Farol Santander, São Paulo, SP
2021
Executive Production

Curated by: Marcello Dantas

Born in Chile and based in New York, Iván Navarro has created a method of involving the viewer using elements that seduce the eye, such as mirrors, lights and glass. Electricity is also an essential element in his work: energised, the work reveals a parallel dimension and the possibility of the illusion of an infinity – which doesn’t exist, but is perceived. The play between the body and vision produces a doubt about which portal is in front of us.

 

When we enter a labyrinth of colour and mirrors, we find ourselves in front of a unique dimension of existence. The labyrinth is the place where we lose ourselves; the mirror, where we find ourselves. What if the mirror, instead of reflecting what we are, reflected what is inside us? This moment of revelation shows us the reverse side of the mind that reasons, the abyss that inhabits us.

 

The event in Iván Navarro’s work is in the territory of uncertainty. It systematically provokes our senses, making them doubt what they perceive.
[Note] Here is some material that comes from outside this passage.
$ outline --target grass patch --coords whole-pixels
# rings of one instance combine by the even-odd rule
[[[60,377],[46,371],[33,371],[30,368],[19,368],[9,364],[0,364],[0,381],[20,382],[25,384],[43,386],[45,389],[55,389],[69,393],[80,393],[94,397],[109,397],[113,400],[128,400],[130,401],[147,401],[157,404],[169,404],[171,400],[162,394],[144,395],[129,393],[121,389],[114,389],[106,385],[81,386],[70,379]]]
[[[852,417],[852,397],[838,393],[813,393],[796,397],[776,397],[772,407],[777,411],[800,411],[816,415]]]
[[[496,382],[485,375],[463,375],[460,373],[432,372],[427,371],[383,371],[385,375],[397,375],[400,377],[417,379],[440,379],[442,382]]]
The idea of seeing in order to believe does not apply to this experience: in the presence of his works, there is, on the one hand, the certainty that one is seeing, and, on the other, the impression that one is being betrayed by one’s senses – because they defy reason. Seeing is not believing.

 

The artist works with a specific type of material called an interrogation mirror – normally used by police officers and market behaviour analysts, as it allows them to see the image from only one side. The name of the artefact is in itself a conceptual proposition of the work: a mirror that asks questions, that doesn’t offer answers, but demands behaviour or revelation from the observer. The questioning that arises with each glance is, in itself, a participatory act in front of the work. Deep down, we are all in life with an enormous curiosity to discover who we are and what we reflect. But above all, the question always remains: what’s behind the mirror?

 

The installation presented here was realised in collaboration with the artist Courtney Smith. It places us in this symbolic space of infinity, a place where we realise that we will never have enough breath to reach the end. Using lights, mirrors and ambiguous positions, Navarro creates a situation in which his work is consummated from our position in relation to so many reflections. This abyssal sensation, of voids, gaps and perspectives that open onto an unknown dimension, could be the awareness of a parallel universe, a secret plot or an altered state of perception. To travel through the labyrinth is to have a clear notion that there is something beyond the world of appearances; understanding the labyrinth enables us to see our end in infinity, and to learn what it is to be exfinite.